The Bill of Rights helps to protect parent-child relationships and makes the needs of kids a priority.

Children's Bill of Rights

Highlights of the Children’s Bill of Rights

The Children’s Bill of Rights is comprehensive and covers many topics with its 31 bullet points, but here are some of the expectations:

  • A child will not be denied access to the other parent by phone.
  • Healthy communication only. Among other things-no negative comments about the other parent, no efforts to influence or pressure a child and no judgments about the other parent.
  • Discussions about child support or legal matters and any arguments are to take place out of earshot of the children.
  • Parents must provide a safe living environment and no smoking is allowed in the presence of the child.
  • The child has the right to display memorabilia from or about the other parent.
  • The child has the right to bring items back and forth, including gifts from the other parent.
  • Parents shall make every effort to cooperate with the other.
  • A child will not be the messenger of information between parents.

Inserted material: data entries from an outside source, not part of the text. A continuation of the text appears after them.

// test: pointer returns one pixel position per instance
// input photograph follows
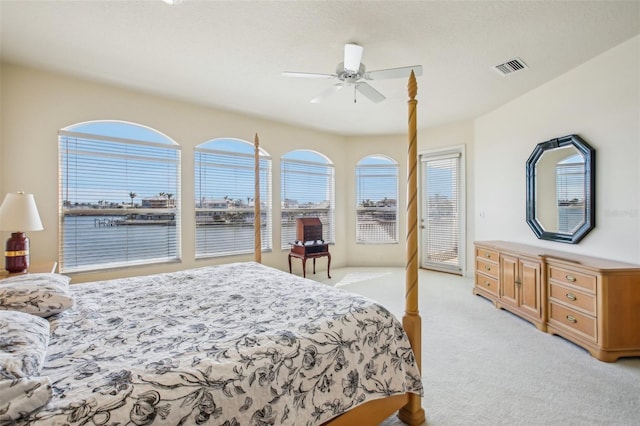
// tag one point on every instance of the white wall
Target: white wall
(36, 104)
(599, 101)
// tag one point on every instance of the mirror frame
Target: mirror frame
(590, 189)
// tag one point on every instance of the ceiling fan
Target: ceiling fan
(351, 73)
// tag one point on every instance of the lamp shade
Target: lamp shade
(19, 213)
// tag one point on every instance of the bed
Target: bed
(235, 344)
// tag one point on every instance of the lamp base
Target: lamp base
(17, 253)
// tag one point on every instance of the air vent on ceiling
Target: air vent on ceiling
(511, 66)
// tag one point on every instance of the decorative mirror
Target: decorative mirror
(561, 189)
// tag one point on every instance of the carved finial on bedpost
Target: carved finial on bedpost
(257, 218)
(412, 413)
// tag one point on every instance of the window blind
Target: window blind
(119, 202)
(441, 218)
(570, 184)
(307, 190)
(376, 201)
(224, 200)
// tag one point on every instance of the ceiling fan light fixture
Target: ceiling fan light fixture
(352, 57)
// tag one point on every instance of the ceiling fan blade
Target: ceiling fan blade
(330, 91)
(352, 57)
(402, 72)
(370, 92)
(307, 74)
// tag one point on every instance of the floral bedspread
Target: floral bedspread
(236, 344)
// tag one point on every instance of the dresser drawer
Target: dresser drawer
(577, 299)
(487, 283)
(585, 325)
(486, 254)
(487, 268)
(566, 276)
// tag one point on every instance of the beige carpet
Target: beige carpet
(484, 366)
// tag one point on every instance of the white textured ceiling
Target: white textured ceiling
(231, 55)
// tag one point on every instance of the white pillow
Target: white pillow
(38, 294)
(39, 278)
(23, 344)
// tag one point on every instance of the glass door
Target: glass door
(442, 217)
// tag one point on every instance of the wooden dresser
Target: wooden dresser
(592, 302)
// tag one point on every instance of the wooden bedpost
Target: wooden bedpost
(412, 413)
(257, 222)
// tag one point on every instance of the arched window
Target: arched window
(307, 189)
(119, 196)
(376, 200)
(224, 197)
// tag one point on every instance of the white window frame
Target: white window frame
(295, 177)
(224, 221)
(377, 219)
(96, 172)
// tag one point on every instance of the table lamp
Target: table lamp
(18, 212)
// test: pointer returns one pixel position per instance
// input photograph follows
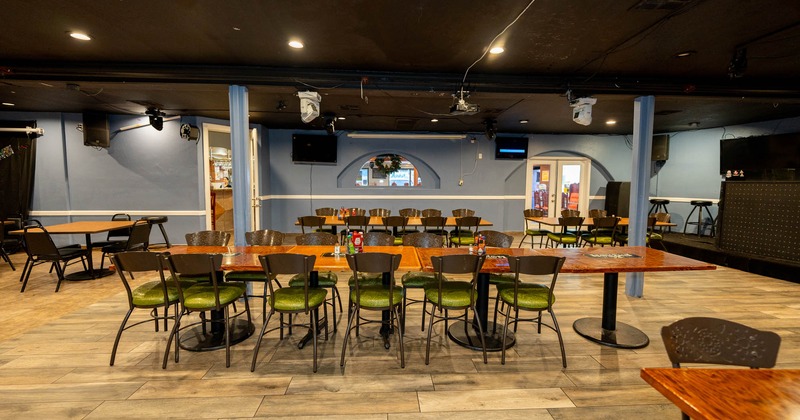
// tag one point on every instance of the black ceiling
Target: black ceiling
(389, 65)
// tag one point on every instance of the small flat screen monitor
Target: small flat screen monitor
(314, 149)
(95, 130)
(511, 148)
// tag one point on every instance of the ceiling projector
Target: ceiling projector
(582, 110)
(461, 106)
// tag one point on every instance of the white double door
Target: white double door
(556, 184)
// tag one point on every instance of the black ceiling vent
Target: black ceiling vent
(661, 4)
(405, 124)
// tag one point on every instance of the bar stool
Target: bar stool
(159, 220)
(658, 205)
(699, 205)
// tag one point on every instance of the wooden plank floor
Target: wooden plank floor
(55, 347)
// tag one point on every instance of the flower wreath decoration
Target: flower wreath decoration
(387, 164)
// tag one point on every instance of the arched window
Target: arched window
(388, 170)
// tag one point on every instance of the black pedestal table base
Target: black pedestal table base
(471, 338)
(623, 336)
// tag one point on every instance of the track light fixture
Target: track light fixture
(491, 130)
(156, 118)
(329, 121)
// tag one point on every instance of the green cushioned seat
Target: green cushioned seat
(376, 296)
(528, 297)
(418, 279)
(201, 296)
(454, 294)
(152, 294)
(564, 238)
(293, 298)
(326, 279)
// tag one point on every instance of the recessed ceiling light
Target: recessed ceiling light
(80, 36)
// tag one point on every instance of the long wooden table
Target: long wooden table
(86, 228)
(607, 260)
(729, 393)
(335, 222)
(588, 221)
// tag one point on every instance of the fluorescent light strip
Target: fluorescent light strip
(407, 136)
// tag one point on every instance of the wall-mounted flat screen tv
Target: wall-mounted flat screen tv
(95, 130)
(314, 149)
(762, 153)
(511, 148)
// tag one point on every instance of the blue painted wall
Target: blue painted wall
(150, 172)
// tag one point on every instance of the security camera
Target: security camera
(309, 105)
(582, 110)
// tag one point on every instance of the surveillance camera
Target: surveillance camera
(582, 110)
(582, 114)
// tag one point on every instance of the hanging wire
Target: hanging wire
(495, 39)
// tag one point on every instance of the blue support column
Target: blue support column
(643, 107)
(240, 145)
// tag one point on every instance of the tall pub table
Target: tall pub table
(87, 228)
(610, 261)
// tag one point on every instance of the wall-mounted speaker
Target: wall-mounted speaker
(95, 130)
(660, 147)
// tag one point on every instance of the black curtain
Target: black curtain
(17, 167)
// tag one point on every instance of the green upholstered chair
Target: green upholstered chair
(375, 297)
(419, 279)
(327, 279)
(533, 229)
(569, 234)
(213, 295)
(454, 295)
(264, 237)
(152, 295)
(602, 233)
(299, 299)
(464, 233)
(532, 297)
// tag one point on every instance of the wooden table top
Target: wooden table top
(245, 258)
(619, 259)
(588, 221)
(378, 221)
(729, 393)
(85, 227)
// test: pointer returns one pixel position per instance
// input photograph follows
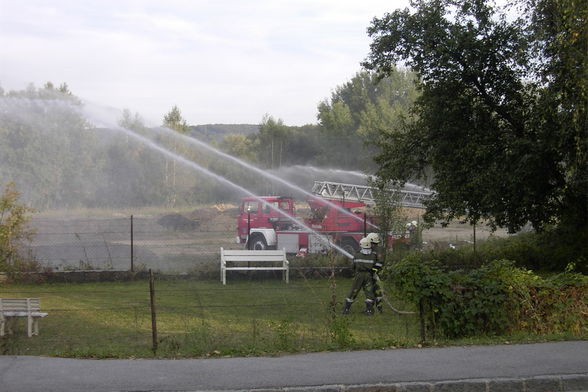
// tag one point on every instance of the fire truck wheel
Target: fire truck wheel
(258, 243)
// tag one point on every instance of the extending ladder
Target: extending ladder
(365, 194)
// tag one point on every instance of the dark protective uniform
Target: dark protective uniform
(363, 264)
(378, 291)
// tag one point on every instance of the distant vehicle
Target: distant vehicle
(262, 227)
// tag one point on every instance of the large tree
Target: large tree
(488, 122)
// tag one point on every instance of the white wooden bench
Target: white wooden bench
(21, 307)
(256, 257)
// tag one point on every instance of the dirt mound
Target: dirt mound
(220, 217)
(178, 222)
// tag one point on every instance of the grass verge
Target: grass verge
(205, 319)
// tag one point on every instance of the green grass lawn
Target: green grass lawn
(202, 318)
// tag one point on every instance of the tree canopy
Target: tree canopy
(496, 121)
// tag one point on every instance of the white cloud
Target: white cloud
(219, 61)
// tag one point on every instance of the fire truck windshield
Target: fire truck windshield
(282, 205)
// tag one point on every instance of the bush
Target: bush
(13, 218)
(553, 250)
(491, 299)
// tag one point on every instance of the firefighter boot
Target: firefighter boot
(347, 307)
(369, 308)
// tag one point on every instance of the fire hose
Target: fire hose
(385, 299)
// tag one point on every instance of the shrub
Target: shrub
(13, 218)
(491, 299)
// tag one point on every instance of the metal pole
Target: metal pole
(132, 243)
(153, 314)
(248, 228)
(365, 224)
(422, 321)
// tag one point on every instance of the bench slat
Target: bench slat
(253, 252)
(256, 268)
(24, 314)
(261, 259)
(255, 257)
(21, 307)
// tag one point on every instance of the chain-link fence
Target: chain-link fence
(202, 318)
(172, 243)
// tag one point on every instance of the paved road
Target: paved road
(30, 374)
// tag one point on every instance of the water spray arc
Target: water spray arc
(149, 143)
(257, 170)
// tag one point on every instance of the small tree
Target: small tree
(387, 209)
(13, 230)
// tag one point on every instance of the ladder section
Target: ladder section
(365, 194)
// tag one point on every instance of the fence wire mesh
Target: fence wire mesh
(202, 318)
(169, 243)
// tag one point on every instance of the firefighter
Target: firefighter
(363, 265)
(378, 292)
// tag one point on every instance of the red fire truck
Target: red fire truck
(337, 215)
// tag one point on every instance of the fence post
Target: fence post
(153, 314)
(132, 252)
(422, 320)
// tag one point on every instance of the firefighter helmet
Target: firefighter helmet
(374, 238)
(365, 243)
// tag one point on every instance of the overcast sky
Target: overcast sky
(219, 61)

These rules apply not only to the parents of the child but to any other adult involved with the children including the grandparents, the nanny or any extended family.

The court will do everything in its power to protect and promote the best interest of children by considering their health, safety and general well-being first when making decisions.

The Children’s Bill of Rights serves as a good reminder that the needs of children should always be first.